What problem does the HIES AI Platform solve?
The Household Income and Expenditure Survey is one of the most important statistical instruments any nation operates. It powers poverty measurement, the Consumer Price Index, cost-of-living analysis, social policy targeting, and the economic indicators ministries rely on to set direction. Conventionally, HIES is produced through long, expensive, periodic surveys — instruments that are accurate but slow, manual, and increasingly out of step with the speed of policy decisions in modern economies.
NCSI's HIES, like its peers across the GCC and beyond, faced a structural tension: the data is precious and the methodology is sound, but the delivery cadence cannot keep up with the speed of policy.

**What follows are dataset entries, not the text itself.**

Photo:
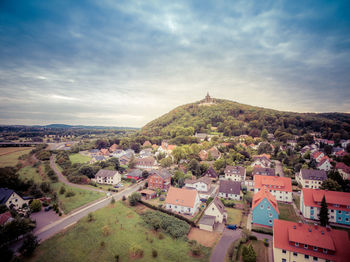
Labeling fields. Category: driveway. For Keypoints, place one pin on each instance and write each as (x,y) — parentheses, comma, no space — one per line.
(278,168)
(220,250)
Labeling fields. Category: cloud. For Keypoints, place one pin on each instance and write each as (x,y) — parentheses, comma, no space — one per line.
(127,62)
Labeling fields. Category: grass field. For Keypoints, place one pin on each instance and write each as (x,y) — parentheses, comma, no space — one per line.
(80,198)
(79,158)
(287,212)
(234,216)
(9,156)
(29,172)
(115,231)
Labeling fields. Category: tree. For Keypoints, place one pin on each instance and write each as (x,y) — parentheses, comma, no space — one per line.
(330,184)
(35,206)
(134,198)
(324,215)
(29,244)
(194,167)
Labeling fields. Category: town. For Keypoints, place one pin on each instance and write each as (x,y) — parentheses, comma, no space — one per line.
(259,196)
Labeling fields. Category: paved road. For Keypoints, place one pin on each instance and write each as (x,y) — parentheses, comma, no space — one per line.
(64,180)
(228,237)
(278,168)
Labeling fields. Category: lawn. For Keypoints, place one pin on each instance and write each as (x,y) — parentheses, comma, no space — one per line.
(287,212)
(115,230)
(80,198)
(29,172)
(9,156)
(79,158)
(234,216)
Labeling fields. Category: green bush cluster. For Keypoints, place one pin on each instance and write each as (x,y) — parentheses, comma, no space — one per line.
(169,224)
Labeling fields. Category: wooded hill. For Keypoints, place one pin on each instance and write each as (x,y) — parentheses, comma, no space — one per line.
(234,119)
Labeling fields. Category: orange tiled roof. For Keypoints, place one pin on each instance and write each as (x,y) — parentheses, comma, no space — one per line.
(285,232)
(181,196)
(261,195)
(273,182)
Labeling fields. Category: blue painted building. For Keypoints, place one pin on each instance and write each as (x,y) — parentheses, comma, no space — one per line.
(265,208)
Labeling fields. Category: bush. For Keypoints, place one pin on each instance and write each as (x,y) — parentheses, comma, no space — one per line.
(62,190)
(29,244)
(134,198)
(35,206)
(70,194)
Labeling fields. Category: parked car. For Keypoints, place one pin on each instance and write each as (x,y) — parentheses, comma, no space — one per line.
(232,227)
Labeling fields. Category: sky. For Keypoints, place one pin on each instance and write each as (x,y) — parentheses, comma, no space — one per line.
(124,63)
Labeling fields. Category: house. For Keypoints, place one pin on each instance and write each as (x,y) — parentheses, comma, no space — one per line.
(338,205)
(109,177)
(235,173)
(230,190)
(182,200)
(11,199)
(343,170)
(203,155)
(263,171)
(148,194)
(201,136)
(317,155)
(211,173)
(5,218)
(303,242)
(310,178)
(215,213)
(202,185)
(279,187)
(214,152)
(145,163)
(324,164)
(159,179)
(265,208)
(113,147)
(261,161)
(135,174)
(147,144)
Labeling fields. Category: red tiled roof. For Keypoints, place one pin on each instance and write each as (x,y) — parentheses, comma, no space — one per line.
(273,182)
(261,195)
(315,236)
(342,166)
(314,196)
(181,197)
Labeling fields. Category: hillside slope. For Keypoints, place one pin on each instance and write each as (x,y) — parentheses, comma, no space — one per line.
(231,118)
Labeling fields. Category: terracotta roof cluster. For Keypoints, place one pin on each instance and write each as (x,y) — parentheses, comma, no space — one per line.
(263,171)
(312,197)
(312,174)
(181,197)
(273,182)
(235,170)
(230,187)
(335,242)
(106,173)
(261,195)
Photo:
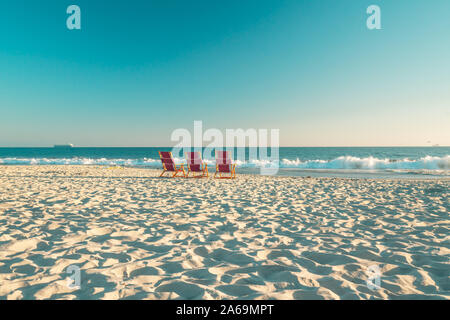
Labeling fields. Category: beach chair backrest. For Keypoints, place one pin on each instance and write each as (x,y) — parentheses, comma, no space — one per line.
(223,158)
(194,158)
(167,160)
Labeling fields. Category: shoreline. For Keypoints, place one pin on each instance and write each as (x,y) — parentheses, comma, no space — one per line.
(284,172)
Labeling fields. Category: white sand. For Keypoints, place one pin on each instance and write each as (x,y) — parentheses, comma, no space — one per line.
(137,236)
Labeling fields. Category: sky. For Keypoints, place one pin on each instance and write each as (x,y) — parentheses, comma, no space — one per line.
(138,70)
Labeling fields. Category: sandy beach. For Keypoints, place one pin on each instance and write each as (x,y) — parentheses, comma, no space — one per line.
(137,236)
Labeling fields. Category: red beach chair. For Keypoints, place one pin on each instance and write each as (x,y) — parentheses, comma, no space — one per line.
(224,165)
(169,164)
(196,164)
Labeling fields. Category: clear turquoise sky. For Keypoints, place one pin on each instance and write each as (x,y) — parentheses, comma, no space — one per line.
(140,69)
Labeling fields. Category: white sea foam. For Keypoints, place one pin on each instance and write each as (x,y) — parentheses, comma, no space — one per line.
(343,162)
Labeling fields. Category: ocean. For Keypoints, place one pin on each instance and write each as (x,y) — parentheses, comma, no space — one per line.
(358,162)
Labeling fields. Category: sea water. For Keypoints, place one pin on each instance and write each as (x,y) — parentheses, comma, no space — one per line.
(362,162)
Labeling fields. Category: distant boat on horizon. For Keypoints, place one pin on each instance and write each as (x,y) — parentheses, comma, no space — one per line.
(63,146)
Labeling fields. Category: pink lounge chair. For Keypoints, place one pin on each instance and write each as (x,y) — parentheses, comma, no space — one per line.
(196,164)
(169,165)
(224,165)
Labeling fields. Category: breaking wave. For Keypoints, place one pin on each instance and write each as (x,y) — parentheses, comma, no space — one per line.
(343,162)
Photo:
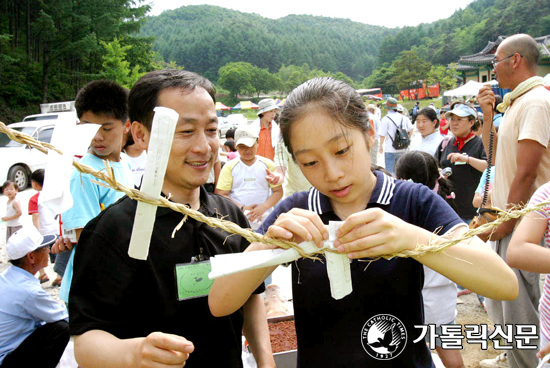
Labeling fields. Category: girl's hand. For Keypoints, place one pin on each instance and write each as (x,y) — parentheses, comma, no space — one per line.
(374,232)
(299,225)
(457,157)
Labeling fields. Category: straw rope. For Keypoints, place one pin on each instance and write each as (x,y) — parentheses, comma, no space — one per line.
(108,177)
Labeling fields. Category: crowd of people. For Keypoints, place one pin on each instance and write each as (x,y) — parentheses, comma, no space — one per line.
(286,175)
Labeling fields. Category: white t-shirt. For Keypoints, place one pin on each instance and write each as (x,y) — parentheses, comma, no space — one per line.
(388,129)
(246,184)
(428,144)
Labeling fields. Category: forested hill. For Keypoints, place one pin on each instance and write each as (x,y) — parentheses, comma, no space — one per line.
(468,30)
(204,38)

To meet this brief, NCSI needed a partner that could combine deep AI/ML expertise with rigorous data-governance discipline and direct, on-the-ground implementation in Oman.
AiSPRY, in partnership with ODP Oman, was scoped to deliver the world's first national-level transition of an entire HIES from traditional survey-based analysis to AI/ML-driven estimation — while preserving statistical rigour, explainability, and the legal data-protection framework required for sovereign national statistics.
Slow survey-to-statistics cycle
Traditional HIES production cycles run for years between waves, leaving long gaps in the evidence base for policy decisions.
High labour and field-cost intensity
Manual surveys require large enumerator teams and long fieldwork windows, making continuous updates economically infeasible.
Limited microdata footprint
The most recent HIES microdata covers approximately 5,660 households — statistically rich, but a constraint on data volume available for direct ML training.
Strict data-protection regime
The solution must operate inside Oman's Personal Data Protection Law (PDPL) and MTCIT cloud localisation regulations, with data residency and PII safeguards as non-negotiable.
Trust and transparency requirement
A black-box model is a non-starter for a national statistics office. Every prediction must be explainable to economists, auditors, and policymakers.
Bilingual user base
Outputs must serve Arabic and English audiences across NCSI and partner ministries with equal fidelity — across dashboard, API, and reports.